Thanks guys, look forward to seeing you on the water soon.


----------



## Desert Eagle

Also, check Manning's in Milton for Rex...


----------



## Fishhead1

In Crestview at the Flower Basket they sell Chum and Get It that works very good. They sell it large bags or they break it down to gallon zip lock bags.


----------



## tailfisher1979

Is this stuff good for anything besides mullet?


----------



## Fishhead1

I don't know, never used it for anything else.


----------



## FishWalton

*food*

Yes, dogs love it. :whistling:

I couln't resist this opportunity!


----------



## Faithnfishin

I had to laugh fishwalton that was good.... 
I picked my bag of Capt canine crunch from Ace Crestview, hope to try it out this weekend but ain't looking too promising.


----------



## lsufan4117

I use tops dog food. We don't use it for mullet snatching and never heard of it. We do use it to lure the big jumbo white shrimp when the come into the dead in bayous in la. And catch them with cast nets


----------



## BananaTom

lsufan4117 said:


> I use tops dog food. We don't use it for mullet snatching and never heard of it. We do use it to lure the big jumbo white shrimp when the come into the dead in bayous in la.

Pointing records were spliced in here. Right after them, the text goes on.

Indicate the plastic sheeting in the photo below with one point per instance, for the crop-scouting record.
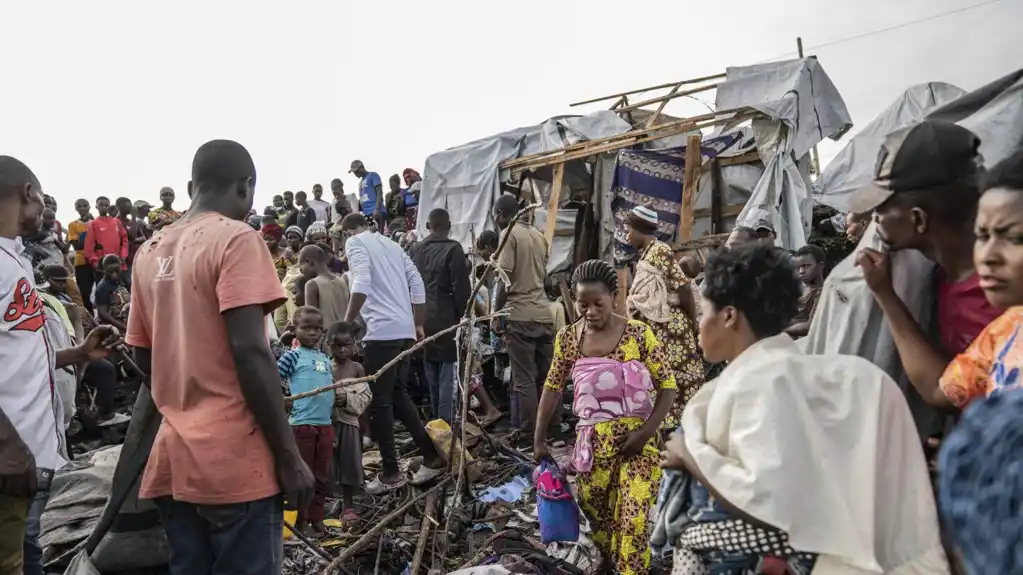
(848, 319)
(803, 106)
(853, 167)
(563, 246)
(465, 180)
(993, 112)
(798, 93)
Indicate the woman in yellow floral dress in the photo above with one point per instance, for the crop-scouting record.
(622, 392)
(678, 333)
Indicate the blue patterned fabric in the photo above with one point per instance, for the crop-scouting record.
(980, 486)
(654, 179)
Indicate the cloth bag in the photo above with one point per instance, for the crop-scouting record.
(556, 509)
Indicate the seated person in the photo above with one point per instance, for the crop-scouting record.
(112, 298)
(790, 462)
(810, 268)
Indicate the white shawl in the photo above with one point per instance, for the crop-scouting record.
(825, 448)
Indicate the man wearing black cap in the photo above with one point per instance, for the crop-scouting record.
(924, 196)
(370, 193)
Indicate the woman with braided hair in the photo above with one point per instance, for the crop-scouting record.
(623, 390)
(661, 297)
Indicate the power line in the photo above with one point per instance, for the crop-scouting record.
(891, 28)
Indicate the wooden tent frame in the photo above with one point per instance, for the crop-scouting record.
(650, 132)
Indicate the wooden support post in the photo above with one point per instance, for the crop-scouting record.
(556, 193)
(623, 290)
(694, 160)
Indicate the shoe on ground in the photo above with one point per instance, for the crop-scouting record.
(426, 475)
(377, 487)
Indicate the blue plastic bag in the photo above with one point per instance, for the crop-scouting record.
(556, 509)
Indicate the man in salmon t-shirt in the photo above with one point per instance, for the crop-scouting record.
(105, 235)
(924, 196)
(224, 452)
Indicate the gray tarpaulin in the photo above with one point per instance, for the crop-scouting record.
(797, 93)
(563, 245)
(803, 107)
(993, 112)
(853, 167)
(464, 180)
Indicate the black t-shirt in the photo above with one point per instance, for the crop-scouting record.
(114, 295)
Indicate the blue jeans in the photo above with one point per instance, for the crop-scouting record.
(232, 539)
(440, 378)
(34, 553)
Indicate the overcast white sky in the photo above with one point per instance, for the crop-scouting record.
(114, 97)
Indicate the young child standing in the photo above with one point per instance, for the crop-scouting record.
(350, 402)
(307, 368)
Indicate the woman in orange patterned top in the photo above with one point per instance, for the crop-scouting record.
(993, 360)
(675, 326)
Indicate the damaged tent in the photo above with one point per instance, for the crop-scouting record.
(768, 118)
(847, 318)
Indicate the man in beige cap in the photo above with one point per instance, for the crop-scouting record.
(370, 194)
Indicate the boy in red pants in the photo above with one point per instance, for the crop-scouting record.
(307, 368)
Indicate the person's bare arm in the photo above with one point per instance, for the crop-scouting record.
(260, 381)
(798, 329)
(104, 313)
(312, 295)
(923, 362)
(417, 292)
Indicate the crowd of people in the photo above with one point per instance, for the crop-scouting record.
(275, 356)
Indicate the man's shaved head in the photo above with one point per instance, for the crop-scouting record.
(20, 198)
(13, 176)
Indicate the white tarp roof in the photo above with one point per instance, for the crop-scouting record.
(853, 167)
(464, 180)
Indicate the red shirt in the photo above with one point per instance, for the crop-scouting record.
(105, 235)
(963, 313)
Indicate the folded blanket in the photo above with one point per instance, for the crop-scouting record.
(649, 295)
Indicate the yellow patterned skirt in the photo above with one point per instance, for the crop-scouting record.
(617, 495)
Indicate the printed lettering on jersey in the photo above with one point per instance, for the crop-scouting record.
(25, 312)
(165, 268)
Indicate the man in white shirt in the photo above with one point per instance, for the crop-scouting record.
(32, 442)
(386, 290)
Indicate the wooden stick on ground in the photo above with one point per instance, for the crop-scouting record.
(373, 377)
(355, 547)
(420, 544)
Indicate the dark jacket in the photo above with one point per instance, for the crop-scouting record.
(445, 273)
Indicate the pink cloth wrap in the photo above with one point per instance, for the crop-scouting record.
(606, 390)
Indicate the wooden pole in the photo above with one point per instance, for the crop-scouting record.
(649, 88)
(694, 160)
(556, 194)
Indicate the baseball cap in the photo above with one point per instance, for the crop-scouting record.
(926, 156)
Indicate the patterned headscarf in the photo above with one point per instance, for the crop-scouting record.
(315, 227)
(272, 230)
(407, 176)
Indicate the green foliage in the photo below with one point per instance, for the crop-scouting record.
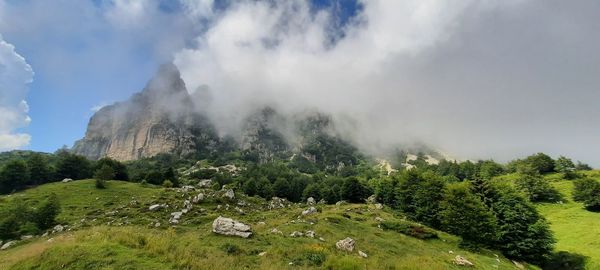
(14, 175)
(409, 229)
(105, 172)
(564, 260)
(39, 169)
(537, 188)
(462, 213)
(354, 191)
(73, 166)
(587, 190)
(523, 233)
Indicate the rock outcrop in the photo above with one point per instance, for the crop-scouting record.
(160, 119)
(227, 226)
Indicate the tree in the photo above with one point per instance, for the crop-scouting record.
(354, 191)
(537, 188)
(587, 191)
(14, 175)
(38, 169)
(105, 172)
(541, 162)
(47, 212)
(523, 233)
(464, 214)
(73, 166)
(119, 169)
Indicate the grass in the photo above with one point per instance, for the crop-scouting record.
(137, 244)
(576, 229)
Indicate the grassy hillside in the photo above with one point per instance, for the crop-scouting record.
(576, 229)
(113, 229)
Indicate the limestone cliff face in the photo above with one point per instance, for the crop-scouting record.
(160, 119)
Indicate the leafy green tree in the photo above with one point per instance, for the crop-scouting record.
(281, 188)
(587, 190)
(39, 170)
(354, 191)
(523, 233)
(73, 166)
(464, 214)
(119, 169)
(537, 188)
(14, 175)
(45, 216)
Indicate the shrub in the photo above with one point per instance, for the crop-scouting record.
(587, 191)
(464, 214)
(409, 229)
(537, 188)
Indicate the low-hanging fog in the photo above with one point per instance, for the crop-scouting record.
(475, 79)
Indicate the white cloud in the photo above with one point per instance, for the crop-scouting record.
(15, 74)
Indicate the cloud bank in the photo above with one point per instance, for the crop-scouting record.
(476, 79)
(15, 75)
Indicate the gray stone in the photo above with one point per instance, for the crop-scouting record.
(228, 226)
(8, 245)
(346, 244)
(310, 211)
(206, 183)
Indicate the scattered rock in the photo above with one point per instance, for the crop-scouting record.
(372, 199)
(310, 211)
(156, 207)
(8, 245)
(460, 260)
(175, 216)
(346, 244)
(58, 228)
(198, 198)
(187, 204)
(518, 265)
(229, 194)
(187, 188)
(206, 183)
(227, 226)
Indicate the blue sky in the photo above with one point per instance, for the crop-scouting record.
(475, 79)
(84, 60)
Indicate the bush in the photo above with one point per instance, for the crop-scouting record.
(537, 188)
(167, 184)
(409, 229)
(587, 191)
(464, 214)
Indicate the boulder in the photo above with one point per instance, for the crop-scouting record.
(346, 244)
(198, 198)
(227, 226)
(229, 194)
(310, 211)
(460, 260)
(155, 207)
(8, 245)
(206, 183)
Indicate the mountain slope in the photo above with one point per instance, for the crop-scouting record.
(131, 240)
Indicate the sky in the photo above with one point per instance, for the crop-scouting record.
(474, 79)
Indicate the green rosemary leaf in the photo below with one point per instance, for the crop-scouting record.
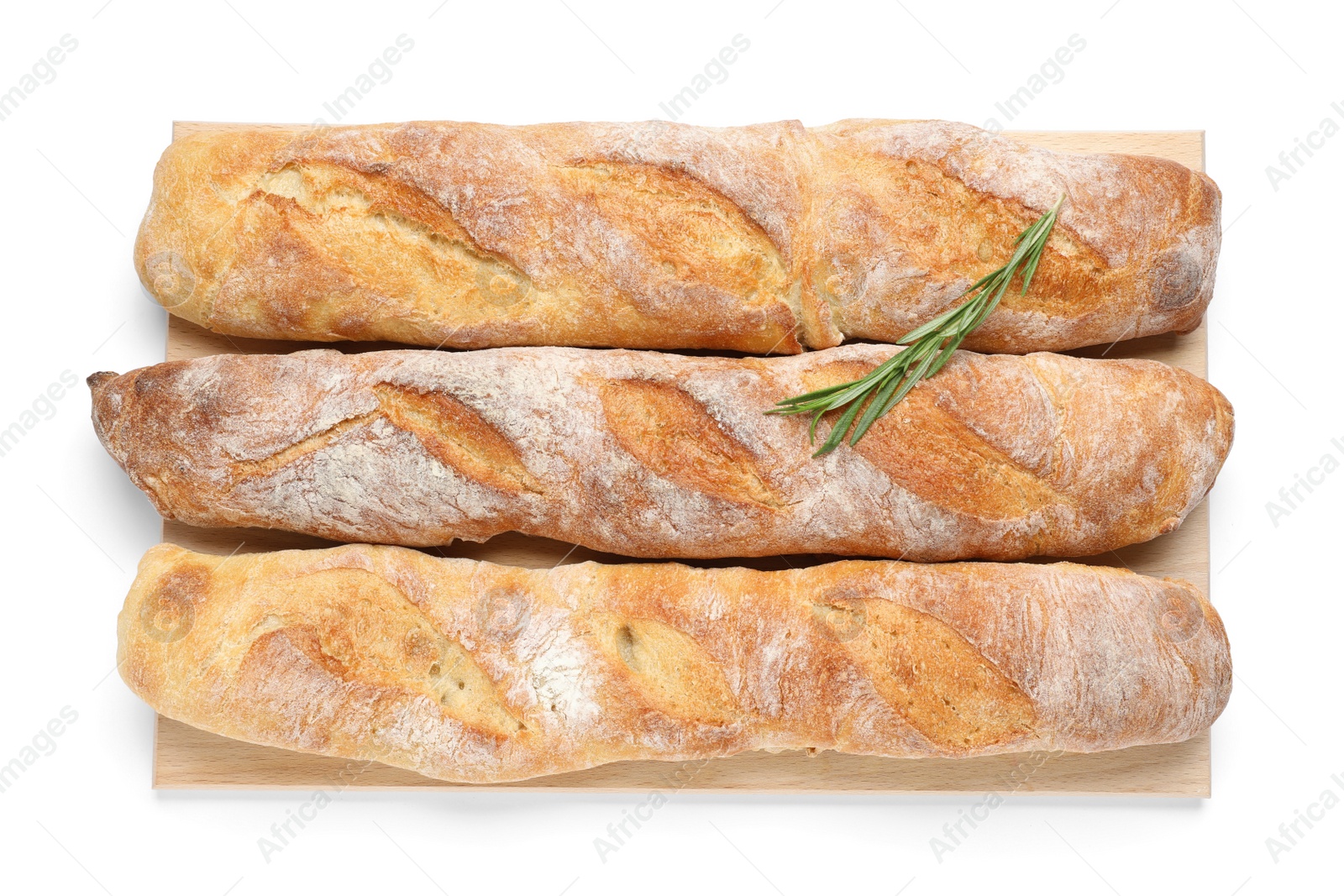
(929, 347)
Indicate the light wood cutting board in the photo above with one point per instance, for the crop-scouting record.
(187, 758)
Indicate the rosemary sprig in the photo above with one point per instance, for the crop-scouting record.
(929, 347)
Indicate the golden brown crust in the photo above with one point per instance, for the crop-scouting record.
(765, 238)
(662, 456)
(475, 672)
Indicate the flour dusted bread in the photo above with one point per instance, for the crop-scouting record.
(475, 672)
(764, 238)
(662, 456)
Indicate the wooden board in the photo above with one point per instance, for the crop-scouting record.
(187, 758)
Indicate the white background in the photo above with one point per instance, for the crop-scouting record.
(77, 159)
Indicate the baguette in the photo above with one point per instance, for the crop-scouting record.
(663, 456)
(766, 238)
(475, 672)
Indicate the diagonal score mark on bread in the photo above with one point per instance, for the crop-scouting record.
(355, 631)
(672, 434)
(669, 669)
(932, 453)
(927, 672)
(448, 429)
(333, 250)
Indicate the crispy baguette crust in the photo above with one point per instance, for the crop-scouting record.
(663, 456)
(475, 672)
(765, 238)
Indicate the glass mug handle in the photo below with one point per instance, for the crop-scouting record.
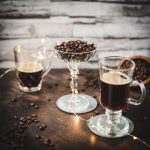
(143, 93)
(46, 58)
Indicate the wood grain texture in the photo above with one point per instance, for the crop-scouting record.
(66, 131)
(29, 9)
(116, 26)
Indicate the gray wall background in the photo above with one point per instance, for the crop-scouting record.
(118, 27)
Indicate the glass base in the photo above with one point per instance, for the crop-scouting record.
(102, 127)
(80, 104)
(33, 89)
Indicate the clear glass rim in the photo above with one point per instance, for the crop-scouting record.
(25, 49)
(119, 58)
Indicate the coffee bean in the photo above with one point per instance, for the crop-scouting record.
(36, 121)
(15, 117)
(33, 115)
(13, 100)
(75, 50)
(32, 104)
(38, 137)
(47, 141)
(36, 107)
(52, 144)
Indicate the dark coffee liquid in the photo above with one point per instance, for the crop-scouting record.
(29, 75)
(114, 90)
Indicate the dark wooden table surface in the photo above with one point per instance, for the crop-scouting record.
(65, 131)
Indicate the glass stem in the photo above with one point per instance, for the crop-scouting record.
(74, 83)
(113, 118)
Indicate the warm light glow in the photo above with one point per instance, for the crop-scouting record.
(134, 137)
(92, 139)
(42, 41)
(76, 120)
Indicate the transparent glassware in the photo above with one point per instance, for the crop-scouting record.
(33, 62)
(75, 102)
(116, 78)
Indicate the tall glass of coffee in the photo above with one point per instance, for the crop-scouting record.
(116, 79)
(32, 64)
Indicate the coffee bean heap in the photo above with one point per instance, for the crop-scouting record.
(141, 71)
(75, 50)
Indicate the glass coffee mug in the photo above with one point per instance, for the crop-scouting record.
(116, 79)
(32, 64)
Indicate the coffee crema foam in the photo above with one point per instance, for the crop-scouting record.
(29, 67)
(115, 78)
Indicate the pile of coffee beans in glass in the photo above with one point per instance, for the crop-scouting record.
(76, 51)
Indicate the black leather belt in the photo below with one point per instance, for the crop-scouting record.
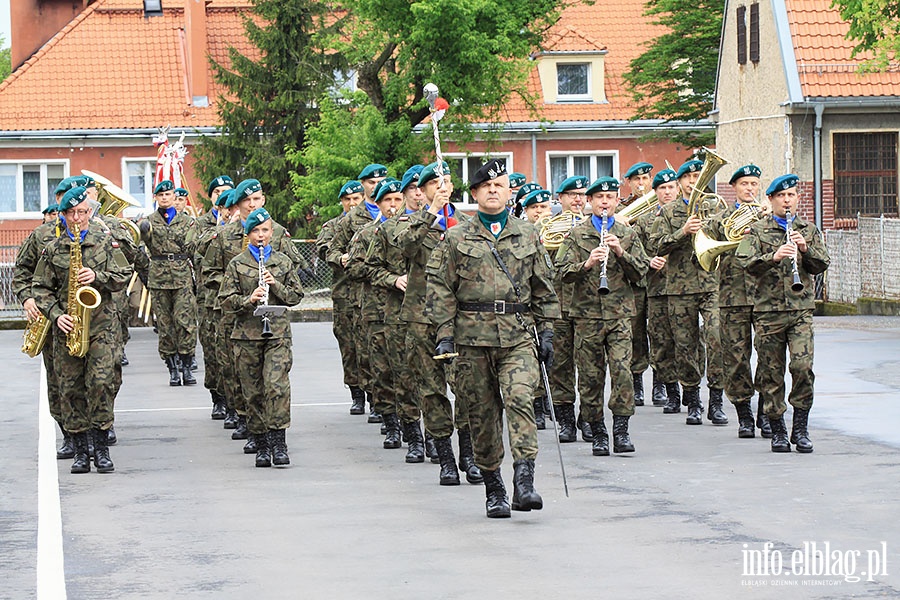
(170, 257)
(500, 307)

And catch them with cast nets


*Thanks for the added information on this 9 year old thread*


----------



## lsufan4117

BananaTom said:


> Thanks for the added information on this 9 year old thread


I know right


----------



## ST1300rider

I was wondering why a thread was named *Stinking* dog food and had to come look.


----------